JurnalLugas.Com – Menteri Koordinator Bidang Pangan Zulkifli Hasan menegaskan bahwa pengelolaan Satuan Pelayanan Pemenuhan Gizi (SPPG) tidak boleh hanya dipandang sebagai aktivitas ekonomi, melainkan sebagai bagian dari agenda besar pembangunan sumber daya manusia Indonesia.
Dalam forum dialog bersama kepala SPPG dan mitra yayasan di Banyumas, Jawa Tengah, Sabtu (18/4/2026), Zulkifli Hasan atau Zulhas menekankan bahwa program makan bergizi memiliki misi yang jauh lebih luas dari sekadar distribusi pangan.
Ia menyebut, keberadaan SPPG merupakan instrumen penting negara dalam memastikan generasi muda tumbuh dengan kondisi kesehatan dan kecerdasan yang optimal sejak usia dini.

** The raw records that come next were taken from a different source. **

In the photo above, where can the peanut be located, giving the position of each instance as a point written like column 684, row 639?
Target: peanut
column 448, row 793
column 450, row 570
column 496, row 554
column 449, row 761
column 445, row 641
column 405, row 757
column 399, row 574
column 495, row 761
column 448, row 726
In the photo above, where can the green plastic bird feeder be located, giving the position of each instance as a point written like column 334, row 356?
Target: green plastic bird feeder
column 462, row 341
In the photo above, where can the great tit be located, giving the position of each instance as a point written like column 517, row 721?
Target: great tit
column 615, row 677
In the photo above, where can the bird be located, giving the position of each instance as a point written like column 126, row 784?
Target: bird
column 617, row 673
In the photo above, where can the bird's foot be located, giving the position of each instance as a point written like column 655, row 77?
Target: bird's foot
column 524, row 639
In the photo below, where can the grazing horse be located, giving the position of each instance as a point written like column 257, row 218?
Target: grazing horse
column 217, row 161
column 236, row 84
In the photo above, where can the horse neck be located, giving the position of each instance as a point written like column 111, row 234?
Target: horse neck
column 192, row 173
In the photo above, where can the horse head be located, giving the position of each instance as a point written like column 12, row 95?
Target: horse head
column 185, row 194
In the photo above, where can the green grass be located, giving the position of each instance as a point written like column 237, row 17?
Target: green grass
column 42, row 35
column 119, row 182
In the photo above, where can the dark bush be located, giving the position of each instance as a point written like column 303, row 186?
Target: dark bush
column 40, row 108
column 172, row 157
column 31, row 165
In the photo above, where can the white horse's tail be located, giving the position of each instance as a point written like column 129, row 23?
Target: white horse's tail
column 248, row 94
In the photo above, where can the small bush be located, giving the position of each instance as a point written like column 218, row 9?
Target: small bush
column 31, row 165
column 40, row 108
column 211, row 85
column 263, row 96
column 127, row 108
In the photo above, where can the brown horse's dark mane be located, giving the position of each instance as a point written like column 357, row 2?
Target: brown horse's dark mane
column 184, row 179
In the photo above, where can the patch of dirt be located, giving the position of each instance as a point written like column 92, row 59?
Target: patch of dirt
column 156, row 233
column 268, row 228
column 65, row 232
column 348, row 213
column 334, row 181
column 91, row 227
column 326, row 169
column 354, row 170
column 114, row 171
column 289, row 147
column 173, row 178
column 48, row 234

Fokus pada Misi, Bukan Sekadar Margin Keuntungan
Zulhas menegaskan bahwa orientasi utama pengelola SPPG harus berada pada keberhasilan program, bukan semata-mata pada aspek komersial.

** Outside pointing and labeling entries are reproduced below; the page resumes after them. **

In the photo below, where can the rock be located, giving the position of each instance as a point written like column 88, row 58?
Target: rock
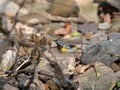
column 117, row 75
column 115, row 3
column 104, row 51
column 89, row 80
column 26, row 18
column 104, row 26
column 3, row 4
column 4, row 46
column 40, row 6
column 89, row 12
column 9, row 87
column 12, row 8
column 115, row 25
column 65, row 9
column 87, row 27
column 113, row 36
column 8, row 59
column 52, row 85
column 98, row 37
column 84, row 2
column 115, row 67
column 66, row 62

“Ini bukan sekadar urusan bisnis. Ada tanggung jawab besar untuk membangun kualitas generasi bangsa,” ujarnya dalam pernyataan yang disampaikan dengan penekanan pada misi sosial program tersebut.
Menurutnya, keberlanjutan program sangat ditentukan oleh integritas, kualitas layanan, serta konsistensi dalam memastikan makanan bergizi benar-benar sampai kepada kelompok sasaran.
Investasi Jangka Panjang untuk Generasi Indonesia
Lebih lanjut, Zulhas menjelaskan bahwa pemenuhan gizi yang baik akan berdampak langsung terhadap perkembangan anak, baik secara fisik maupun kemampuan berpikir.
Ia menilai, kualitas sumber daya manusia Indonesia di masa depan sangat bergantung pada keberhasilan program seperti SPPG hari ini.
“Tujuannya jelas, kita ingin anak-anak Indonesia tumbuh sehat, kuat, dan cerdas agar mampu bersaing secara global,” ungkapnya.
Pernyataan tersebut menegaskan bahwa program makan bergizi bukan sekadar intervensi jangka pendek, melainkan investasi jangka panjang bagi masa depan bangsa.
Profesionalisme dan Integritas Jadi Kunci
Dalam kesempatan yang sama, Zulhas juga mengingatkan pentingnya profesionalisme dalam pengelolaan program di lapangan. Ia meminta seluruh kepala SPPG dan mitra yayasan menjaga amanah dengan penuh tanggung jawab.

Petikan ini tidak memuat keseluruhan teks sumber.